Rather than re-litigating every twist and turn in the debate, let me try a new way of motivating my position (and I’ll send this post to David to see if he’s interesting in pursuing the discussion). I claim that the people who today consider themselves free-market economists got that way not because of empirical research, but because they read ingenious thought experiments from the likes of Bastiat, Say, Henry Hazlitt, Milton Friedman, Ludwig von Mises, Friedrich Hayek, Murray Rothbard, David Friedman, and Steve Landsburg.
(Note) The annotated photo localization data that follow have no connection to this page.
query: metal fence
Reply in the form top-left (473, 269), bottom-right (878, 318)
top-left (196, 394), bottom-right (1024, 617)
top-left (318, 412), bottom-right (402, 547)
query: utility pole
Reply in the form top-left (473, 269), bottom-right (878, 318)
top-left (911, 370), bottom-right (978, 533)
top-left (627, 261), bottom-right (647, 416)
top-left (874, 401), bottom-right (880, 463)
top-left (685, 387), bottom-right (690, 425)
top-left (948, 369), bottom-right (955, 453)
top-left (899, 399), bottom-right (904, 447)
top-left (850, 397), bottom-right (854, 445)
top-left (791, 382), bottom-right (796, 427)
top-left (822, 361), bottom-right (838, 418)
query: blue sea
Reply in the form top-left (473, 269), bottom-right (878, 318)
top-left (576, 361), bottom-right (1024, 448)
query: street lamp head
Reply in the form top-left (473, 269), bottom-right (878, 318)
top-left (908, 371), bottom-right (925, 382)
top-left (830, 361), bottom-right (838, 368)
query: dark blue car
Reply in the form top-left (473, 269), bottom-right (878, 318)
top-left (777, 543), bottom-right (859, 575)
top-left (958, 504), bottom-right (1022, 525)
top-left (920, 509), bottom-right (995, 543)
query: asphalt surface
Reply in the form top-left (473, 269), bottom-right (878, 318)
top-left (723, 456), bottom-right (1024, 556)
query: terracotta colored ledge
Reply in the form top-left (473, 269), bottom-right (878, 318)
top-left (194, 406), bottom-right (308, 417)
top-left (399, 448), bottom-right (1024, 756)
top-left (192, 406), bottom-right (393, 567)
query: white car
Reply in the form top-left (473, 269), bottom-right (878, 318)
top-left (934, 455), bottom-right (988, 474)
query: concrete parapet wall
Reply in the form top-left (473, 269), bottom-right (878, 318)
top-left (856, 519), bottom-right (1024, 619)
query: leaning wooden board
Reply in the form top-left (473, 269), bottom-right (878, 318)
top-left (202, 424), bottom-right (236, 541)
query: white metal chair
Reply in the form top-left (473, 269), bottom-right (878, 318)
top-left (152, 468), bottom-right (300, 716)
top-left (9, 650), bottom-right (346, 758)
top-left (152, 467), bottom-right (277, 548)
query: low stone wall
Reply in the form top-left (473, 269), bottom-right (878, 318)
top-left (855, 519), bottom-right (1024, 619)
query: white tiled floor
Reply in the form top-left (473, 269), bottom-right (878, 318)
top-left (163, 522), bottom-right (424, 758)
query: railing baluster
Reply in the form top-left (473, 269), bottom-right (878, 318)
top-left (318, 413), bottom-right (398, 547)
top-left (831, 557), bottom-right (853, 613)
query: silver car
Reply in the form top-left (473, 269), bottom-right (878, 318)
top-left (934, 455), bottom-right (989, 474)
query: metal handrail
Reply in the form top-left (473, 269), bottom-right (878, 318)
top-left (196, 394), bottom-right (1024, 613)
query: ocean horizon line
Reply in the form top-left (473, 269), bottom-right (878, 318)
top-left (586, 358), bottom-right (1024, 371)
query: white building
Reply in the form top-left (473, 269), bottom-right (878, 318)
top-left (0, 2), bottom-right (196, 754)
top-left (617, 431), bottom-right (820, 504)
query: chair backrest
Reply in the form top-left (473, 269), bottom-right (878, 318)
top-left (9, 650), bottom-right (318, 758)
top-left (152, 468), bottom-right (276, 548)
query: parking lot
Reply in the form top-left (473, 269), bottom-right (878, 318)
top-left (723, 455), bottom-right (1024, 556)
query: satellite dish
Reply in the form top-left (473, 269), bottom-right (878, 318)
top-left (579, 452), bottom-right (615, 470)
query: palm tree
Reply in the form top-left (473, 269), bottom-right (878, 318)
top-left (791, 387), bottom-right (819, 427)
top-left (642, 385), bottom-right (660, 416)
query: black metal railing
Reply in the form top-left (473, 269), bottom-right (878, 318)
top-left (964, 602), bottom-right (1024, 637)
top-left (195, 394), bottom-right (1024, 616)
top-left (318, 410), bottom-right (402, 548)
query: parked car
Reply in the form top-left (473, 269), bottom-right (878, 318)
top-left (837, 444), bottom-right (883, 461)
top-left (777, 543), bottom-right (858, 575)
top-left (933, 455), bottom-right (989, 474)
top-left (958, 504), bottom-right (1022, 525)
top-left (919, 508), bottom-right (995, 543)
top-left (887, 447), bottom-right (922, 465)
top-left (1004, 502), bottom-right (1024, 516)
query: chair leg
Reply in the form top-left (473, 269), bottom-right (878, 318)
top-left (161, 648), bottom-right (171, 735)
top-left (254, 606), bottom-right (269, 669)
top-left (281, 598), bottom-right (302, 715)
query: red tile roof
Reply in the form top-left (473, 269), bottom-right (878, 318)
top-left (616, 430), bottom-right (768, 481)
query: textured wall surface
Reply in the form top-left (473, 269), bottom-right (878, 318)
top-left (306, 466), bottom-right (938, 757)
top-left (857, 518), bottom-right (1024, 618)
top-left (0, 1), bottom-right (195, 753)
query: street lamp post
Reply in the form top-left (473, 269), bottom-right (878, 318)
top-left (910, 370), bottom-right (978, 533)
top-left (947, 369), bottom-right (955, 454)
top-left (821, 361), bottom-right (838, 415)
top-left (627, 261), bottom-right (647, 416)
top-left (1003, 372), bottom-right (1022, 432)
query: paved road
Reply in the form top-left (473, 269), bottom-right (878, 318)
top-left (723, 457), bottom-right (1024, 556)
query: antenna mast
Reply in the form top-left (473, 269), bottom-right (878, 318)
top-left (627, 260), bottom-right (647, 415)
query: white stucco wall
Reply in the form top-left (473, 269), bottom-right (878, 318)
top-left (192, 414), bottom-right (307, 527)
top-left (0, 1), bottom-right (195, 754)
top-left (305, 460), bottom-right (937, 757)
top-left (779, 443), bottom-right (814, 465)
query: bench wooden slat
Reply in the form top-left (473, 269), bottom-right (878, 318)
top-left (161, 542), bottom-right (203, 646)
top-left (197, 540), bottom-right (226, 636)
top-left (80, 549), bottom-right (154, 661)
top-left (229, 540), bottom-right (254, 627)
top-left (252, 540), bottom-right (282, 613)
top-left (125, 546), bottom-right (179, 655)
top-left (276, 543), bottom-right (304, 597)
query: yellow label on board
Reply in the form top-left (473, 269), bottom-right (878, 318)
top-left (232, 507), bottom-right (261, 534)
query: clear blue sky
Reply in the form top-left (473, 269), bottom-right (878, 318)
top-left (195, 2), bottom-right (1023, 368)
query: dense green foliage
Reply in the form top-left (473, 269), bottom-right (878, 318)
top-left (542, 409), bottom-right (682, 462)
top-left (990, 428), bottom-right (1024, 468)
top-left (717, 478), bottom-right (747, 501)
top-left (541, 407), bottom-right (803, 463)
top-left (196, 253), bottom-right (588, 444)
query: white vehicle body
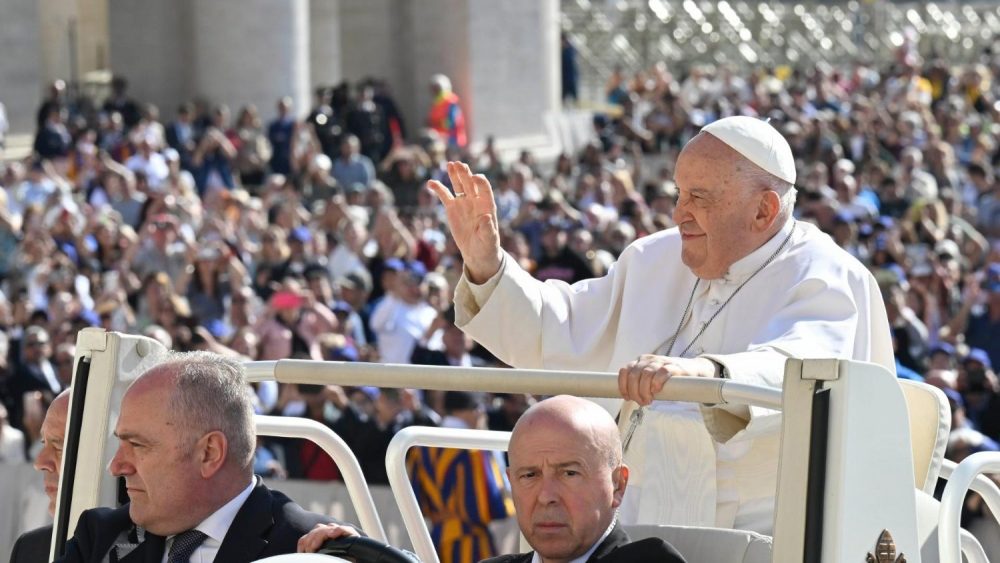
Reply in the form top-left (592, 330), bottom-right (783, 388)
top-left (49, 329), bottom-right (1000, 562)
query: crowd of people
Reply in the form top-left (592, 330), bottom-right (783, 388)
top-left (1, 45), bottom-right (999, 557)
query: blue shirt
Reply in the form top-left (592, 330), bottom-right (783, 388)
top-left (332, 154), bottom-right (375, 189)
top-left (895, 359), bottom-right (924, 382)
top-left (965, 306), bottom-right (1000, 370)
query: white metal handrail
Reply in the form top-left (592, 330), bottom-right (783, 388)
top-left (245, 360), bottom-right (783, 410)
top-left (255, 415), bottom-right (388, 543)
top-left (940, 458), bottom-right (1000, 520)
top-left (958, 529), bottom-right (990, 563)
top-left (385, 426), bottom-right (512, 563)
top-left (939, 452), bottom-right (1000, 563)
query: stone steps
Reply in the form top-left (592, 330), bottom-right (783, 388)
top-left (560, 0), bottom-right (1000, 104)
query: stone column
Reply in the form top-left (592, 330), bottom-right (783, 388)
top-left (0, 0), bottom-right (42, 134)
top-left (339, 0), bottom-right (407, 102)
top-left (310, 0), bottom-right (342, 91)
top-left (190, 0), bottom-right (310, 119)
top-left (108, 0), bottom-right (193, 119)
top-left (404, 0), bottom-right (471, 141)
top-left (465, 0), bottom-right (560, 143)
top-left (338, 0), bottom-right (401, 83)
top-left (339, 0), bottom-right (428, 141)
top-left (36, 0), bottom-right (108, 88)
top-left (37, 0), bottom-right (78, 86)
top-left (339, 0), bottom-right (560, 148)
top-left (76, 0), bottom-right (110, 74)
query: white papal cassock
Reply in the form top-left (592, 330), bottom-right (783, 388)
top-left (454, 218), bottom-right (894, 534)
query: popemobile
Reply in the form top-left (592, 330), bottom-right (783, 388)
top-left (46, 329), bottom-right (1000, 562)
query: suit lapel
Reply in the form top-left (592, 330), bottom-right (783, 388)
top-left (212, 483), bottom-right (273, 563)
top-left (586, 523), bottom-right (629, 562)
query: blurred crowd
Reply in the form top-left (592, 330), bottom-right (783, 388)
top-left (0, 73), bottom-right (525, 486)
top-left (0, 51), bottom-right (999, 520)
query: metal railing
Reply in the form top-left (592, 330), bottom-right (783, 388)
top-left (244, 360), bottom-right (783, 411)
top-left (939, 452), bottom-right (1000, 563)
top-left (255, 416), bottom-right (388, 543)
top-left (385, 427), bottom-right (513, 563)
top-left (244, 359), bottom-right (783, 563)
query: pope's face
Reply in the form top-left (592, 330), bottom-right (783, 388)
top-left (673, 133), bottom-right (770, 279)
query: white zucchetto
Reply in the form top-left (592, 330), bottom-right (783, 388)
top-left (701, 116), bottom-right (797, 185)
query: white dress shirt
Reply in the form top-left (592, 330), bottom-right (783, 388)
top-left (440, 415), bottom-right (469, 429)
top-left (161, 478), bottom-right (256, 563)
top-left (529, 520), bottom-right (615, 563)
top-left (369, 294), bottom-right (438, 364)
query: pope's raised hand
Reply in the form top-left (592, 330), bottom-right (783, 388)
top-left (427, 162), bottom-right (503, 283)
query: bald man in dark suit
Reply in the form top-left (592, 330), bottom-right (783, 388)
top-left (480, 396), bottom-right (686, 563)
Take free trade in particular. Nobody believes in free trade because of regression analyses, or of “natural experiments” in which some country dropped tariff barriers as an offshoot of some other, unrelated event. Rather, people believe in free trade because of brilliant explanations such as David’s own “Iowa Car Crop” (which I first read in Landsburg’s Armchair Economist, and which Steve correctly described as “a thing of beauty” that can “change the way we see the world”).

Going further, to the extent that you might abandon your teenage belief in free trade, it would again be due to a thought experiment, a simplified tale showing how (say) a big country could affect the world price of cotton and so maybe a small tariff could, in principle, be welfare-enhancing. Even here, the disputes would be more philosophical rather than empirical. Nobody would convince someone to change his mind on free trade, by pointing to empirical evidence. For example, I remember when Pat Buchanan and some others pointed to the strength of the US economy when there were high tariff barriers. That didn’t faze me a bit (and still doesn’t), because there are a million moving parts in these historical analyses. I think the US would have been even richer had they adopted free trade back then.
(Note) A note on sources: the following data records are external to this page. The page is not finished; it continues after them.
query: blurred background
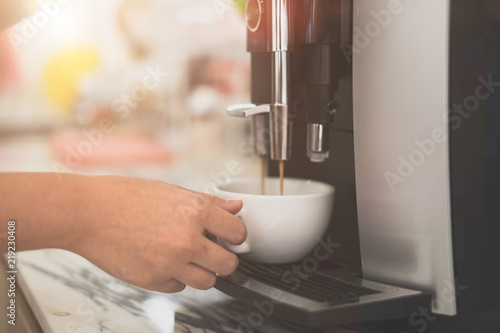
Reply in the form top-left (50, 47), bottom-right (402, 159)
top-left (0, 0), bottom-right (258, 189)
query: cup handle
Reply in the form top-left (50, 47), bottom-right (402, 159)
top-left (219, 207), bottom-right (250, 253)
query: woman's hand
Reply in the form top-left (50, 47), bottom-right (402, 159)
top-left (73, 176), bottom-right (246, 293)
top-left (1, 173), bottom-right (246, 293)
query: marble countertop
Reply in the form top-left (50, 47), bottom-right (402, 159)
top-left (16, 248), bottom-right (370, 333)
top-left (16, 249), bottom-right (312, 333)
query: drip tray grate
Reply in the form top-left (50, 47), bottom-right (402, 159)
top-left (216, 258), bottom-right (431, 327)
top-left (237, 260), bottom-right (380, 303)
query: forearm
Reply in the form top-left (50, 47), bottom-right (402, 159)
top-left (0, 172), bottom-right (246, 293)
top-left (0, 172), bottom-right (91, 252)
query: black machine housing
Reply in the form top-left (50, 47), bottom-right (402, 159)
top-left (215, 0), bottom-right (500, 331)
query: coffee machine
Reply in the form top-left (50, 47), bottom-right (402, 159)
top-left (216, 0), bottom-right (500, 331)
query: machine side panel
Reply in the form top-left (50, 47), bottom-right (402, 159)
top-left (352, 0), bottom-right (456, 315)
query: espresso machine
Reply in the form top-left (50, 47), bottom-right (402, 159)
top-left (216, 0), bottom-right (500, 331)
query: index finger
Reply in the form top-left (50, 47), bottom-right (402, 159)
top-left (173, 185), bottom-right (243, 215)
top-left (175, 187), bottom-right (247, 244)
top-left (202, 203), bottom-right (247, 245)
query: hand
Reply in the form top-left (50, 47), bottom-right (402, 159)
top-left (68, 176), bottom-right (246, 293)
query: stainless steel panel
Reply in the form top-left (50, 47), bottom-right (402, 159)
top-left (352, 0), bottom-right (456, 316)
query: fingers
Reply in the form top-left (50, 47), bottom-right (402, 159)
top-left (141, 279), bottom-right (186, 294)
top-left (151, 239), bottom-right (238, 292)
top-left (203, 208), bottom-right (247, 246)
top-left (171, 185), bottom-right (243, 214)
top-left (172, 185), bottom-right (247, 245)
top-left (192, 237), bottom-right (239, 277)
top-left (175, 263), bottom-right (218, 290)
top-left (202, 194), bottom-right (243, 215)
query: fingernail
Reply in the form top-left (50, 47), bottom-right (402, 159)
top-left (226, 199), bottom-right (242, 204)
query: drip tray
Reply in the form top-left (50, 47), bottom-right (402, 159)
top-left (215, 259), bottom-right (430, 328)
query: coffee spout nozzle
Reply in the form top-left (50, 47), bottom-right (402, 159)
top-left (307, 123), bottom-right (329, 163)
top-left (227, 103), bottom-right (270, 157)
top-left (226, 103), bottom-right (292, 160)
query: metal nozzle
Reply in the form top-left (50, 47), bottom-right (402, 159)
top-left (227, 104), bottom-right (270, 157)
top-left (252, 113), bottom-right (270, 156)
top-left (228, 0), bottom-right (292, 161)
top-left (307, 123), bottom-right (329, 162)
top-left (269, 0), bottom-right (291, 161)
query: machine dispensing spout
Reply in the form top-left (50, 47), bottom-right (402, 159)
top-left (227, 103), bottom-right (270, 157)
top-left (227, 0), bottom-right (292, 162)
top-left (307, 123), bottom-right (330, 163)
top-left (269, 0), bottom-right (291, 161)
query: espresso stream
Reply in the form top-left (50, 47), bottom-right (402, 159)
top-left (260, 156), bottom-right (266, 195)
top-left (260, 157), bottom-right (284, 196)
top-left (279, 161), bottom-right (284, 196)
Another consideration: Intro textbooks or even pop books on economics often start with a section about, “How to Think Like an Economist.” These principles or “laws” of economics are almost always non-falsifiable. They are things like, “There are always opportunity costs,” or, “There’s no such thing as a free lunch,” or, “Decisions are made on the margin.” You don’t go out and “test” whether these statements are true, instead you decide a priori that you are going to use these principles to parse the evidence.

Yes, if we’re trying to assess whether the Great Recession was more due to supply-side or demand-side “shocks,” then that is an empirical question. But it’s not a “law of economics” to ask whether the recession from 2007 onward was due to the supply or demand side.

In contrast, the “laws of physics” are entirely empirical. In principle, they might be different in 200 years, as physicists learn that Nature obeys a different set of rules from what we currently believe. In contrast, when the “marginal revolution” occurred, it wasn’t because of new data, it was because economists came up with a better mental way of organizing and explaining what humans had known for centuries.
 
Interesting. David's attitude gets a bit in the way for me, so it takes a bit more effort to listen to him.
 
Interesting. David's attitude gets a bit in the way for me, so it takes a bit more effort to listen to him.

Yeah, same here. And it didn't help that I had to keep pausing the video in order to pace back and forth and wave my arms around while explaining to the empty room why I thought Friedman was "missing the point" or whatnot.
:D
 
Interesting. David's attitude gets a bit in the way for me, so it takes a bit more effort to listen to him.
He is just a regular guy. He wears hoodies and stuff ;) Bob has attended Porcfest in the past. It is 1 of his favorite events in the whole world. He was himself at the event. It was David's first time. David spoke several times during Porcfest. Maybe the whole experience of living in the woods in a somewhat primitive place without city life got to him?